9. Тереза (Доктор Ришарде)
Бедная женщина! Сколько ей пришлось пережить за эти дни - а тут еще комитетские ищейки интересуются. Неужели после всего, что там случилось, нельзя оставить ее в покое! Чем она может быть опасна... - размышлял доктор Ришарде, поднимаясь на второй этаж своего дома. Уже второй раз агент Комитета общественного спасения, проезжающий через Ла-Шапель-ан-Серваль, расспрашивал про молодую женщину, у которой в первую ночь наводнения по пути из Парижа начались преждевременные роды - ее оставили в доме врача в одной из деревень не доезжая Санли. Сегодняшний агент был очень настойчив, и доктору большого труда стоило уверить его, что он эту женщину не видел.
Бедняжка! Потерять возлюбленного, потерять ребенка, а теперь еще скрываться от вездесущего Комитета... Надо бы увезти ее куда-нибудь подальше, она уже достаточно оправилась для путешествия...
Доктор был немало удивлен, когда женщина, едва не лишившаяся чувств от известиях об утреннем визите, затем начала чуть ли не с радостью выспрашивать во всех подробностях, что именно интересовало агента, как он представился, и даже как он выглядел.
- Это Дюваль!
- Он тебе знаком, гражданка? И ты радуешься, что тебя ищут?!
- О, да! Ведь это значит... - Ее глаза светились, на бледное осунувшееся лицо возвращались краски жизни. И вдруг, заметив обеспокоенность доктора, она замолчала.
Несколько месяцев, проведенные в Париже, приучили ее быть осмотрительной. За собственным своим отчаянием и только что возрожденной надеждой она вдруг уловила жуткую двусмысленность того положения, в каком оказался спасший ее доктор: думая, что защищает ее, он уже дважды ввел в заблуждение правительственных агентов... Что же теперь делать, каким образом дать знать о себе и при этом не скомпрометировать хорошего человека...
- Доктор, расскажите, что сейчас происходит, что в Париже. Я помню, как началось наводнение, как мы уезжали оттуда - меня убедил уехать... друг. А потом все как в тумане. Мне кажется, мы не очень далеко отъехали - ведь так? И новости из Парижа сюда приходят в тот же день? Что там?

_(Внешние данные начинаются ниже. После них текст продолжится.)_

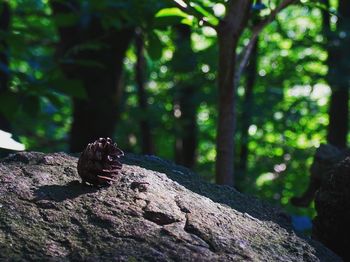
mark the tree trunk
[52,1,133,152]
[173,25,199,168]
[0,2,11,131]
[323,0,350,148]
[216,0,251,186]
[135,29,154,154]
[237,39,258,182]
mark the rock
[0,152,341,261]
[313,157,350,261]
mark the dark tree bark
[52,1,133,152]
[0,2,11,131]
[135,29,154,154]
[237,39,258,180]
[173,25,199,168]
[323,0,350,148]
[216,0,252,186]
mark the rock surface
[0,152,340,261]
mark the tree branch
[234,0,298,84]
[173,1,220,29]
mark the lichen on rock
[0,152,340,261]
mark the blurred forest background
[0,0,350,228]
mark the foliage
[0,0,346,225]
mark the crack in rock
[184,214,217,253]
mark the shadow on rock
[35,180,98,202]
[122,154,292,231]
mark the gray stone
[0,152,341,261]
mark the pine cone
[78,137,124,186]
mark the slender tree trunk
[237,39,258,178]
[216,0,252,186]
[52,0,133,152]
[173,25,199,168]
[135,28,154,154]
[323,0,350,148]
[0,2,11,131]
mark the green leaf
[56,80,87,99]
[191,2,219,26]
[147,31,163,60]
[53,14,79,27]
[156,7,189,18]
[0,92,21,120]
[154,8,193,29]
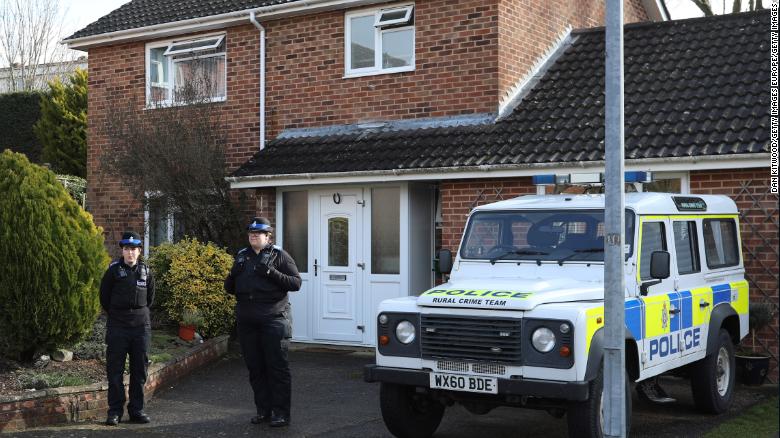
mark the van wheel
[566,365,631,438]
[691,329,736,414]
[379,383,444,438]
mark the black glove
[255,263,273,277]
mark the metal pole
[603,0,630,437]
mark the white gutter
[225,153,769,189]
[60,0,387,50]
[249,11,265,151]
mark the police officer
[225,217,301,427]
[100,231,154,426]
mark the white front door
[313,189,363,343]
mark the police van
[365,175,748,437]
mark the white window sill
[341,66,414,79]
[144,97,227,110]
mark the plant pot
[179,325,195,341]
[736,354,769,385]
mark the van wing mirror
[439,249,452,274]
[650,251,670,280]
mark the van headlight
[395,320,414,348]
[531,327,555,353]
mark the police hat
[119,231,144,248]
[251,217,274,233]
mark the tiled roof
[234,11,770,176]
[65,0,300,40]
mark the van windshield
[460,210,634,263]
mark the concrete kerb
[0,335,228,432]
[290,341,376,357]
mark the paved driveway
[3,348,777,438]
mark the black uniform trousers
[238,314,292,418]
[106,325,152,417]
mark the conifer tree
[0,150,109,361]
[33,69,87,178]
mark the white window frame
[144,33,228,109]
[163,35,225,56]
[344,4,417,79]
[374,5,414,27]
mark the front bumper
[363,364,588,401]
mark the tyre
[379,383,444,438]
[566,366,631,438]
[691,329,736,414]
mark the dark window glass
[328,217,349,266]
[639,222,666,280]
[704,219,739,269]
[460,210,634,262]
[672,221,701,274]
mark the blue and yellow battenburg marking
[586,280,748,360]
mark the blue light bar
[624,171,653,183]
[531,174,555,186]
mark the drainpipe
[249,11,265,150]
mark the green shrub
[0,150,109,360]
[57,175,87,208]
[149,238,236,337]
[0,92,42,163]
[33,69,87,178]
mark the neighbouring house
[65,0,778,376]
[0,56,87,94]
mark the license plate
[430,373,498,394]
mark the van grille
[420,315,521,364]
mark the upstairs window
[344,5,414,76]
[146,35,227,106]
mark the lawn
[704,396,780,438]
[0,326,197,395]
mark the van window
[639,222,666,280]
[672,221,701,275]
[704,219,739,269]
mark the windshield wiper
[490,249,549,265]
[558,248,604,266]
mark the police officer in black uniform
[100,231,154,426]
[225,217,301,427]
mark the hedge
[0,92,43,164]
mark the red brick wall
[498,0,648,102]
[87,0,644,252]
[87,26,268,255]
[437,177,536,253]
[264,0,498,138]
[691,168,780,382]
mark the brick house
[66,0,778,380]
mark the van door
[637,216,681,369]
[672,217,712,357]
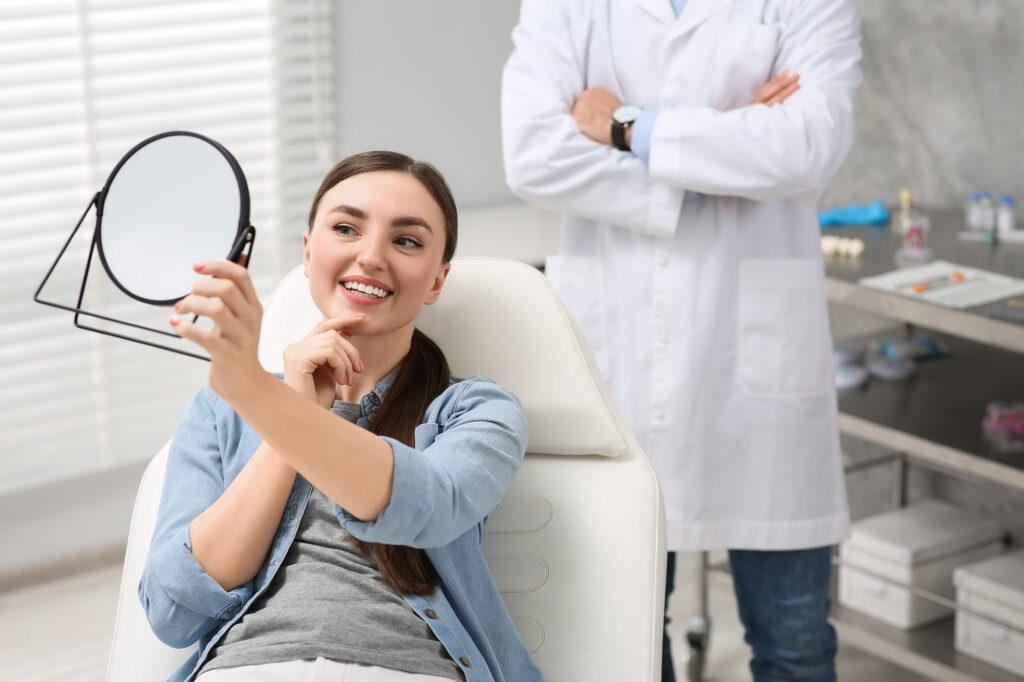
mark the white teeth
[342,282,387,298]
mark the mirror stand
[32,191,256,361]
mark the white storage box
[839,500,1002,629]
[953,550,1024,676]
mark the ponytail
[352,329,452,595]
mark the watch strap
[611,119,633,152]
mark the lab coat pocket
[715,23,779,112]
[544,256,608,381]
[736,260,833,397]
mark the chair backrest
[108,258,665,682]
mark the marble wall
[822,0,1024,207]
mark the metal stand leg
[686,552,711,682]
[893,453,910,509]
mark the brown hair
[309,152,459,595]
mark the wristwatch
[611,104,643,152]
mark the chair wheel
[686,615,711,682]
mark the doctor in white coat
[502,0,861,680]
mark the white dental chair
[106,258,665,682]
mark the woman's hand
[751,69,800,106]
[170,260,263,404]
[285,312,366,408]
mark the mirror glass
[96,132,249,303]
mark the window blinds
[0,0,334,493]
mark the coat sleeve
[338,377,528,549]
[502,0,683,237]
[650,0,861,201]
[138,388,253,648]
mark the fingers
[765,78,800,106]
[309,312,367,336]
[753,70,800,106]
[169,315,213,354]
[193,258,259,303]
[181,278,250,315]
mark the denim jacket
[138,376,544,682]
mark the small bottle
[893,189,933,267]
[964,191,982,230]
[972,191,995,232]
[891,188,921,235]
[995,195,1017,235]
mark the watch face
[605,104,643,123]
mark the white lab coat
[502,0,860,550]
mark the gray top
[201,400,463,680]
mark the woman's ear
[423,261,452,305]
[302,227,312,280]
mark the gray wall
[822,0,1024,545]
[335,0,1024,207]
[336,0,1024,539]
[824,0,1024,207]
[335,0,519,208]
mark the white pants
[196,658,452,682]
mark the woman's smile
[338,275,394,305]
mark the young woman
[139,152,543,682]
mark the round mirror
[96,132,252,304]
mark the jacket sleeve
[138,388,252,648]
[338,377,528,549]
[650,0,861,201]
[502,0,683,237]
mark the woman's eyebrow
[391,215,434,232]
[330,204,434,232]
[330,204,367,220]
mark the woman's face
[302,171,451,336]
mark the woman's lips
[338,280,393,305]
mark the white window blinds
[0,0,334,493]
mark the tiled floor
[0,561,924,682]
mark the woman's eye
[394,237,423,249]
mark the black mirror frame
[32,130,256,361]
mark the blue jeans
[662,547,836,682]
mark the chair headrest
[259,258,626,457]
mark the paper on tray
[860,260,1024,308]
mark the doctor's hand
[751,69,800,106]
[572,87,618,145]
[285,312,367,408]
[170,259,263,404]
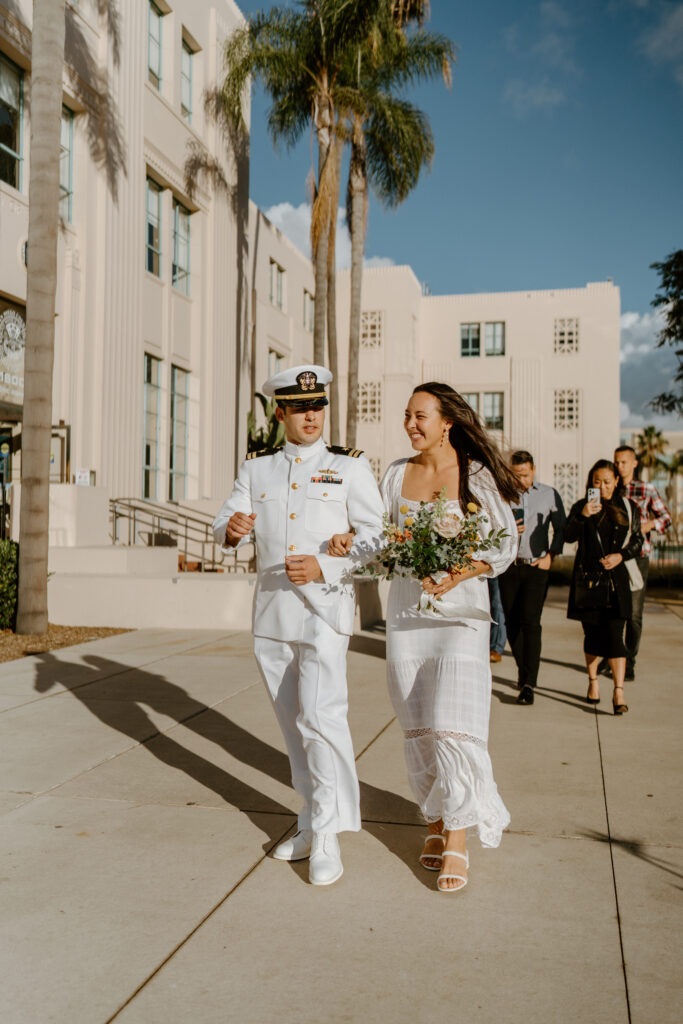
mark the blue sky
[232,0,683,427]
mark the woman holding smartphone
[564,459,643,715]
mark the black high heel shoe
[586,676,600,705]
[612,686,629,715]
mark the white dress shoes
[272,828,313,860]
[308,833,344,886]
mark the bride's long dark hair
[413,381,520,507]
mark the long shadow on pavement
[583,829,683,890]
[34,653,428,877]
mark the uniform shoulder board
[247,444,285,462]
[328,444,362,459]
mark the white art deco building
[0,0,620,593]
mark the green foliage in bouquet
[247,391,285,452]
[0,541,18,630]
[359,487,508,580]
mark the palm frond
[366,93,434,207]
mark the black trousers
[626,555,650,672]
[498,565,549,686]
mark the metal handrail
[110,498,249,572]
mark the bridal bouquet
[359,487,508,617]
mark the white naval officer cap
[263,365,332,409]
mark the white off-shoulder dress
[381,459,517,847]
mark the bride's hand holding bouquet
[328,488,508,616]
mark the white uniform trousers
[254,608,360,833]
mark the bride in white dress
[329,383,518,892]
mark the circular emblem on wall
[0,309,26,355]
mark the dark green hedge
[0,541,18,630]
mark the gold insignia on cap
[297,370,317,391]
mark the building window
[554,317,579,352]
[169,367,189,502]
[268,348,285,377]
[147,0,164,89]
[484,324,505,355]
[461,391,479,416]
[360,309,384,348]
[555,389,579,430]
[0,54,24,191]
[142,352,161,501]
[303,288,315,331]
[460,324,479,356]
[180,39,195,125]
[483,391,504,430]
[172,199,190,295]
[270,259,285,309]
[358,381,382,423]
[59,106,74,224]
[553,462,580,510]
[145,178,161,278]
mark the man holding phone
[499,451,566,705]
[610,444,672,682]
[213,366,384,886]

Она впервые проявила интерес к окружающему миру... И доктор стал рассказывать, как несколько дней из Парижа шли и ехали люди, разбредаясь по всем окрестным деревням. - «Вы были в числе первых, у вас был экипаж...» - «Да, у Гато было поручение в северные департаменты». - Доктор скептически пожал плечами - гостинец с поручением...
Потом пришли вести, что вода сошла, но оставила немало разрушений, что много народу погибло, в том числе некоторые члены правительства и муниципалитета, и вообще известные люди. Но те кто остался, кажется, неплохо справляются с снабжением города, с его очисткой и восстановлением. По слухам, сами парижане работают так, как трудились четыре года назад на Марсовом поле. И уже заметно меньше беженцев осталось даже в нашем городке - люди возвращаются. Говорят, на верхних этажах, да и вообще в местах повыше вполне можно жить. А мародерство пресекают самым жестоким образом. Нет, не расстреливают, мы не на войне, а среди них ведь есть совсем бедняки, кто все потерял. Их отправляют чистить выгребные ямы, так вот! И граждане сами следят.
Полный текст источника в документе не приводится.